I couldn’t honestly answer him.
“Let me tell you the answer to my own question, Davie. Instead of looking at these things, you’ve got to keep your eye focused on the central heart of the Gospel. What would you say that is?”
I looked him in the eye. “I’ve heard my own grandfather often enough on this subject,” I said, “to give him an answer from his own sermons. The heart of the Gospel is change. It is transformation. It is being born again to a new life.”
“You rattle that off pretty smooth, David. Wait until you watch the Lord do it. Then you’ll get even more excitement in your voice. But that’s the theory. The heart of Christ’s message is extremely simple: an encounter with God—a real one —means change.”
I could tell from the way my grandfather was getting restless that our interview was about to end. Grandpap unfolded himself stiffly from his chair and started walking toward the door. Knowing him for a dramatist at heart, I felt that the most important part of our discussion was only now to come out.

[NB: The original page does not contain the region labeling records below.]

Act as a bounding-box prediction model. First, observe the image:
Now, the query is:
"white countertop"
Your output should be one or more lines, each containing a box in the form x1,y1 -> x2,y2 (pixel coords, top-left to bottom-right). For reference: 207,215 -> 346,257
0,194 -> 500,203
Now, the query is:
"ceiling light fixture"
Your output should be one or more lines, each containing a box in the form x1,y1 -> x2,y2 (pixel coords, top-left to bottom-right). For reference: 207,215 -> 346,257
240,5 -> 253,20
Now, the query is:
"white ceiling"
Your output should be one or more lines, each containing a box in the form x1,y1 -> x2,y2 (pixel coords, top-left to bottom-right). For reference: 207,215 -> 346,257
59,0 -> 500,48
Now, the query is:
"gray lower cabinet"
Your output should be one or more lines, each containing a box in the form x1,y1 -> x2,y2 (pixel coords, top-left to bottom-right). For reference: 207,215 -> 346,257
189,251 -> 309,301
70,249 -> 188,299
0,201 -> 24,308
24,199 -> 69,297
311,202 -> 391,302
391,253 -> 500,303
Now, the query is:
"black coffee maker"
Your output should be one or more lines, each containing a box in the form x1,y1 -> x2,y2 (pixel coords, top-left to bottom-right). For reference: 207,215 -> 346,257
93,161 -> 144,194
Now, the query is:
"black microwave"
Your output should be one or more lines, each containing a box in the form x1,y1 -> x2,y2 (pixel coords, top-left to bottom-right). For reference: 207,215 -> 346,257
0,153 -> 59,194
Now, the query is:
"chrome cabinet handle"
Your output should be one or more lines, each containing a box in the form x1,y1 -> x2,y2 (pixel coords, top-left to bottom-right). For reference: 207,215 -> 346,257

“Davie,” said Grandpap with his hand on the farmhouse door, “I’m still worried about you when you meet the raw life of the city. You’ve been sheltered. When you meet wickedness in the flesh it could petrify you.
“You know . . .” and then Grandpap started off on a story that didn’t seem to me to have any relation to his point. “Some time ago I was taking a walk through the hills when I came across an enormous snake. He was a big one, Davie, three inches thick and four feet long, and he just lay there in the sun looking scary. I was afraid of this thing and I didn’t move for a long time, and lo and behold, while I was watching, I saw a miracle. I saw a new birth. I saw that old snake shed its skin and leave it lying there in the sun and go off a new and really beautiful creature.
“When you start your new work in the city, boy, don’t you be like I was, petrified by the outward appearance of your boys. God isn’t. He’s just waiting for each one of them to crawl right out of that old sin-shell and leave it behind. He’s waiting and yearning for the new man to come out.
“Never forget that, David, when you see your snakes, as surely you will, on the sidewalks of New York.”